How Bitcoin Works - and the 5 Big Ideas Behind it

As personally explained to you by Satoshi Nakamoto*

Satoshi: “Let's build an electronic system for money that does for cash what the internet did for information.”

You: “How would it work?”

Satoshi: "First let's call it Bitcoin, but we can’t just send notes as pretty images back and forth in email, they’d get copied relentlessly until the money was worthless.”

You: “So what can you do?”

Satoshi:Big Idea #1: We don’t share the individual electronic notes, but instead share a long list of all the transactions that have ever been made. It’s like a spreadsheet that records who sent what money to whom and therefore how much they have. If everyone shared an accurate copy of this list they could agree on how much electronic money everyone has.”

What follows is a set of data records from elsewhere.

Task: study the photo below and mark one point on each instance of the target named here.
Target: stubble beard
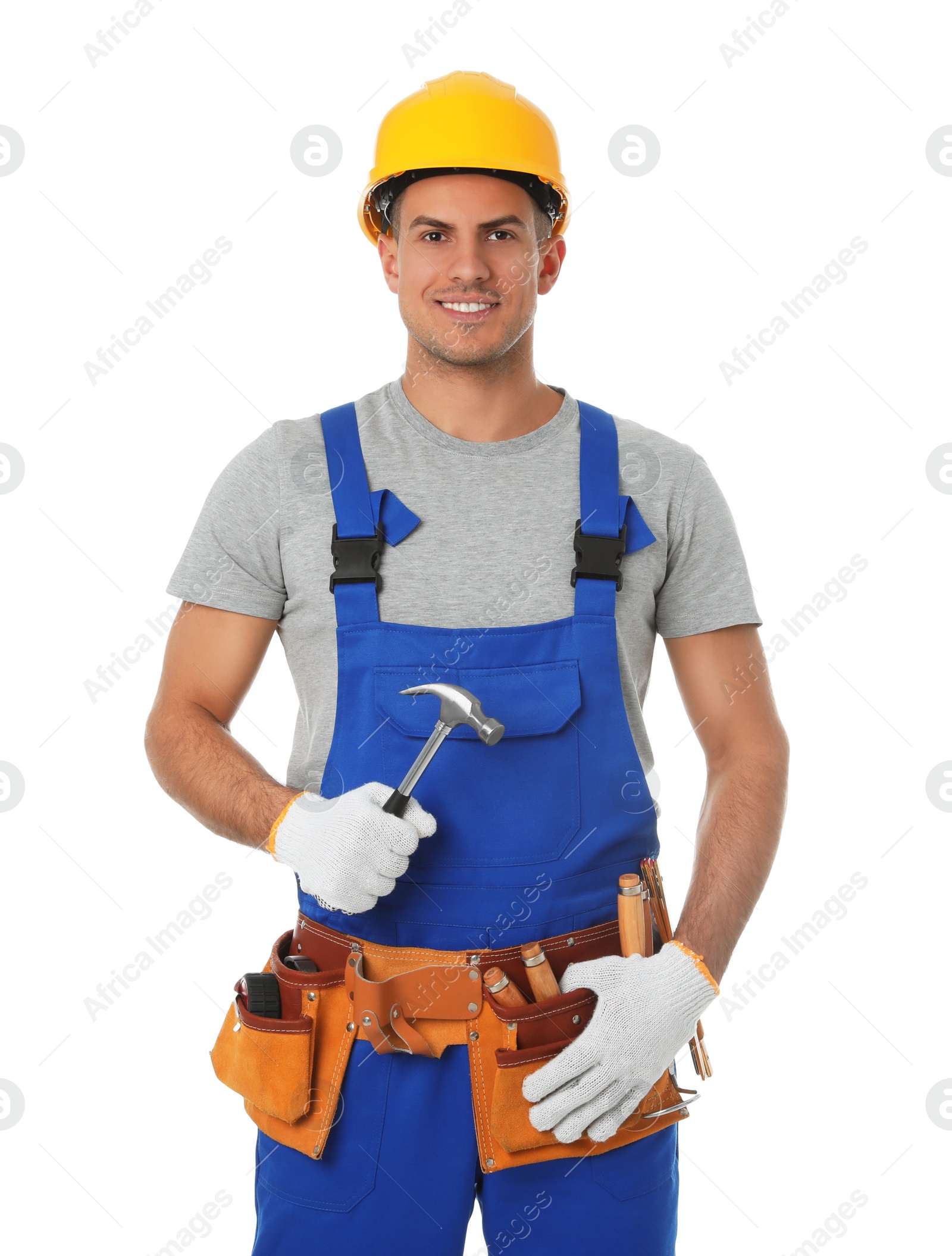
(458, 347)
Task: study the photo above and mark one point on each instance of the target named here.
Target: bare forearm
(199, 764)
(738, 837)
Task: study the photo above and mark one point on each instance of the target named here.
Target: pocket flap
(529, 701)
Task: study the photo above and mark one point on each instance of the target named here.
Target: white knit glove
(647, 1009)
(346, 851)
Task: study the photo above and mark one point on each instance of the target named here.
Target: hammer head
(459, 706)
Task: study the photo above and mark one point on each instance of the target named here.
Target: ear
(552, 254)
(387, 250)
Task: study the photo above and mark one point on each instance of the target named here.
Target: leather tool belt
(415, 1000)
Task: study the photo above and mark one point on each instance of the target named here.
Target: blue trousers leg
(401, 1172)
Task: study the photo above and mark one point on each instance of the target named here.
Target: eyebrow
(494, 225)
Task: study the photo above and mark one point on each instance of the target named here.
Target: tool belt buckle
(598, 558)
(356, 558)
(387, 1010)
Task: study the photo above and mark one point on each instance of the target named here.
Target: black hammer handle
(396, 804)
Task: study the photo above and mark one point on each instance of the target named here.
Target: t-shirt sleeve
(233, 560)
(706, 585)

You: “I’m not sure I get why that’s an improvement. What’s to stop someone from just increasing a number here or there in that list to give themselves more money? Even if you were honest and wouldn’t do that, how would you know that someone else has shared a valid copy that hasn’t been tampered with? Isn’t this the same problem as just sharing the images of the money?”

Satoshi: “Big difference is that we can get people to agree on which list is the correct one. We can do this by bundling all those transactions into blocks and creating a single chain out of them. This chain of bundled transactions we will call the Blockchain.”

You: "But how does that help?”

Satoshi:Big idea #2. Each block in the chain includes a fingerprint of the previous block and this is the same for each block down the chain. If any of those fingerprints don’t match you know someone has tampered with the chain you’re reviewing. But if they do agree, then you know you’ve got the true untampered chain and therefore the true list of all transactions.”

You: “I see that’s a pretty cool way of locking the chain going into the past, but what’s to stop the chain from growing off in multiple directions going forward?”

Satoshi:Big Idea #3, you make it hard to generate the next block but you offer a juicy reward to do it. You make it hard by making the fingerprint I mentioned before very difficult to calculate, but you make it juicy by allowing whoever makes that next block able to issue themselves a limited amount of the electronic cash. This way, there’s strong competition to create the next block and because it’s hard to do, this next winning block will hang around long enough for another person to build off of it. As more people build off the new block, it becomes secured into the true chain and will forever be part of the blockchain. It is possible to have a short term split in the chain, but quickly one end will become longer than the other and the shorter one will be discarded. BTW you can think of these people creating new blocks as miners digging up new Bitcoin.”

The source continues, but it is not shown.